To see the immediate usefulness of this transformation from a geographic to a projected CRS, let's consider our calculation of population density above.

That calculation was based on the ALAND column, or land area in sq meters, that is included in the census tract data.

- What if the data did not contain that column?

If your geodataframe is in a projected CRS that is appropriate for area or distance calculations you can calculate these values for each feature using the `area` or `length` attributes. 

For geodatraframes with polygon geometry,
- `geodataframe_name.area` will return the area of each row's geometry

For geodatraframes with line or polygon geometry,
- `geodataframe_name.length` will return the length (or perimeter) of each row's geometry


The output units will be the units of the CRS.

In [None]:
tracts_acs_ac_utm10.area # returns the area of each feature

In [None]:
tracts_acs_ac_utm10.length # returns the perimeter of each feature in meters

We can also get the total area or length.

In [None]:
tracts_acs_ac_utm10.area.sum()

So if we want to calculate the area of Alameda County, we could do so as follows.

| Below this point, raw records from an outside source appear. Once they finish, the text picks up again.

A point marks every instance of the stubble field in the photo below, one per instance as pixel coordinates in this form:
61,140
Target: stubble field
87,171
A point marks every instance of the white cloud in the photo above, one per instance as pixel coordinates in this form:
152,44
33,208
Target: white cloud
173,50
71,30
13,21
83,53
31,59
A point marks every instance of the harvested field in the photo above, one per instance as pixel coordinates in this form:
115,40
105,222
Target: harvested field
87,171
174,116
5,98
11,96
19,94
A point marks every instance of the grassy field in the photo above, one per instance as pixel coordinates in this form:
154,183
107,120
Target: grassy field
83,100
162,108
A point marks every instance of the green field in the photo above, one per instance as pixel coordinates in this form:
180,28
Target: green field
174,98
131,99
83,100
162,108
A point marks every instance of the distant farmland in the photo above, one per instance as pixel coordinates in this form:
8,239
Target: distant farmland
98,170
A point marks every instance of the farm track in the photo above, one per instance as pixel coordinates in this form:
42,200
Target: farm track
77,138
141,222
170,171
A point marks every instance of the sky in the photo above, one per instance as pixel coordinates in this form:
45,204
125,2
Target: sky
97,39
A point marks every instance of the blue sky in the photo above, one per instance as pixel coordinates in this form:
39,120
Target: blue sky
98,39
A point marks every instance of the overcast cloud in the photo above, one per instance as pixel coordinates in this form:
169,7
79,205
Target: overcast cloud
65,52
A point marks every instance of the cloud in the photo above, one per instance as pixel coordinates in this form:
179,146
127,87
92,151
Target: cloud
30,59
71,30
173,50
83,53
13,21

- *Below we use the constants we defined earlier.*

In [None]:
tracts_acs_ac_utm10.area.sum()  / SQMETER_PER_SQKM

How do this value compare to we get above using the column `ALAND`?

In [None]:
tracts_acs_ac_utm10.ALAND.sum() / SQMETER_PER_SQKM

### Getting Help with CRSs and Map Projections

See the [GeoPandas](https://geopandas.org/projections.html) website for more info on managing projections of geodataframes.

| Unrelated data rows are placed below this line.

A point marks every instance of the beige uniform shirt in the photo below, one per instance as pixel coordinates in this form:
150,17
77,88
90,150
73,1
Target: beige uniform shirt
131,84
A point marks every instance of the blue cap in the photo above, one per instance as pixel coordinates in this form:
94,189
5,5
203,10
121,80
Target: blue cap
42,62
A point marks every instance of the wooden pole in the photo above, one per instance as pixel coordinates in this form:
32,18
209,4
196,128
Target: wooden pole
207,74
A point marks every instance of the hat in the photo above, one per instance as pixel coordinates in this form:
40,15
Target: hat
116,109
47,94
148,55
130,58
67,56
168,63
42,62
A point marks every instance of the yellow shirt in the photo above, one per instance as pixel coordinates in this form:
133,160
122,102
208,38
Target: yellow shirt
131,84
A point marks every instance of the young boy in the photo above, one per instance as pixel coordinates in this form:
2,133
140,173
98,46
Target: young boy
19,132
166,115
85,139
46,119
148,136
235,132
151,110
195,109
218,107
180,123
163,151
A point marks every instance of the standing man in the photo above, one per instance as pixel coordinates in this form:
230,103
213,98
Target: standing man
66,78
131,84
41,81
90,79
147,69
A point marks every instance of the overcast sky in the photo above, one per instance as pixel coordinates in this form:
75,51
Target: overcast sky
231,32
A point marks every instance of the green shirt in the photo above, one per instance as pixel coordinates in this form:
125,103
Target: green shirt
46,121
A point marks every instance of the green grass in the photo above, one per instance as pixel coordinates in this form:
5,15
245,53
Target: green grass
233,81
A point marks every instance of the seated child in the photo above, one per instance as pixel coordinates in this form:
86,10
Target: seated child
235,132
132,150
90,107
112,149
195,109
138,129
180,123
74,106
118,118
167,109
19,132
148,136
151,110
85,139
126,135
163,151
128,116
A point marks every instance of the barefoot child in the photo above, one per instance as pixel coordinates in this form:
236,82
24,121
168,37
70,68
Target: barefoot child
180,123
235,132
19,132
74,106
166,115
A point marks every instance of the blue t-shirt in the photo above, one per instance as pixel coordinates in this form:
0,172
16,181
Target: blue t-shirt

As you work with geospatial data in GeoPandas or in any software you will want to transform you data to the CRS that is most appropriate for you work.  

Most spatial analysis operations will assume a projected CRS. For example, you would not want to compute area using a geographic CRS.

For more introductory materials on CRSs and Map Projections see the references listed at the end of ths notebook.